Okkultokrati - Raspberry Dawn
Chronique
Okkultokrati Raspberry Dawn
Cela fait combien de temps que vous avez écouté une nouvelle sortie qui vous a chamboulé ? Pour peu que vous suiviez l'actualité et soyez ouvert d'esprit, sans doute pas si longtemps que ça : cette année a offert de nombreux albums fantastiques, une preuve de plus que, au milieu d’événements pas forcément réjouissants, la musique a atteint un pic qualitatif ne semblant pas prêt de baisser.
Seulement, je ne parle pas de ce type de chamboulement. Je fais référence à cette sensation de rencontrer un disque qui va vous suivre longtemps, s'attacher à vous comme une référence personnelle. Ce genre de créations, cela fait un moment que je le traque, sans forcément le trouver. Il faut dire qu'à force de défricher, d'étendre ses recherches, on devient moins impressionnable, moins facile à avoir. Pour être honnête, un peu blasé aussi. Mais, pas de doute : Raspberry Dawn m'a retourné de cette manière.

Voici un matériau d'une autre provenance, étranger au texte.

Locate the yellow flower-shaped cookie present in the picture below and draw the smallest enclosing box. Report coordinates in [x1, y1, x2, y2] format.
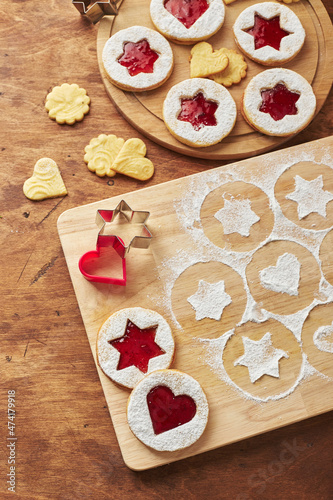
[23, 158, 67, 201]
[84, 134, 125, 177]
[190, 42, 229, 79]
[210, 48, 247, 87]
[45, 83, 90, 125]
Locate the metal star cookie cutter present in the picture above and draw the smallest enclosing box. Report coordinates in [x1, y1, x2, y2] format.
[72, 1, 118, 24]
[96, 200, 152, 259]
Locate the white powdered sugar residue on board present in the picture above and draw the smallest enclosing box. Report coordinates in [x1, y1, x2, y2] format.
[214, 196, 260, 236]
[187, 279, 232, 321]
[313, 323, 333, 353]
[153, 145, 333, 403]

Et pourtant, ce ne sera peut-être pas le cas pour tout le monde. Partis d'un crust / hardcore qui n'oubliait pas ses racines punk sur No Light for Mass et Snakereigns, les Norvégiens ont ouvert plusieurs portes sur Night Jerks, album qui marquait une entrée en terres electro et coldwave. Un changement de style pas si incongru de nos jours – sans faire une liste des groupes affiliés au hardcore et au metal qui affichent ouvertement leur cœur de corbeau, les exemples ne manquent pas – mais qui ne laissait présager que partiellement la surprise qu'est Raspberry Dawn : à la fois garage, hard rock, punk, cold, psychédélique et hardcore, il est un véritable intrus dans le paysage musical actuel. Une mixture si chargée qu'elle laissera bon nombre sur le carreau.
Il faut imaginer le Fenriz des années pouilleuses (Dark Thrones and Black Flags pour être précis) s'associant au Robert Smith des années froides (Pornography et Faith) dans un tribute band hésitant entre reprendre Iggy Pop, les Ramones et Motörhead pour toucher du doigt ce que contient ce quatrième longue-durée. Et encore, ce serait décrire grossièrement ce que joue ici Okkultokrati ! Entre ces guitares transcendées de hard rock, bourrées de réverbérations crevant l'espace, cette batterie calée en mode D-Beat, cette production insalubre, raw, ce clavier pris dans sa propre bulle d'oxygène shoegaze ou encore ce chant hargneux, alcoolisé, impossible de donner un parent spécifique à ce que déroulent les huit compositions de l'ensemble sans tomber dans la généalogie la plus absconse. Simplement, c'est un pan des musiques des années soixante-dix à de nos jours que paraît lier ici la bande, donnant par sa seule personnalité un fil d’Ariane à suivre pour trouver ce que tout cela a de commun.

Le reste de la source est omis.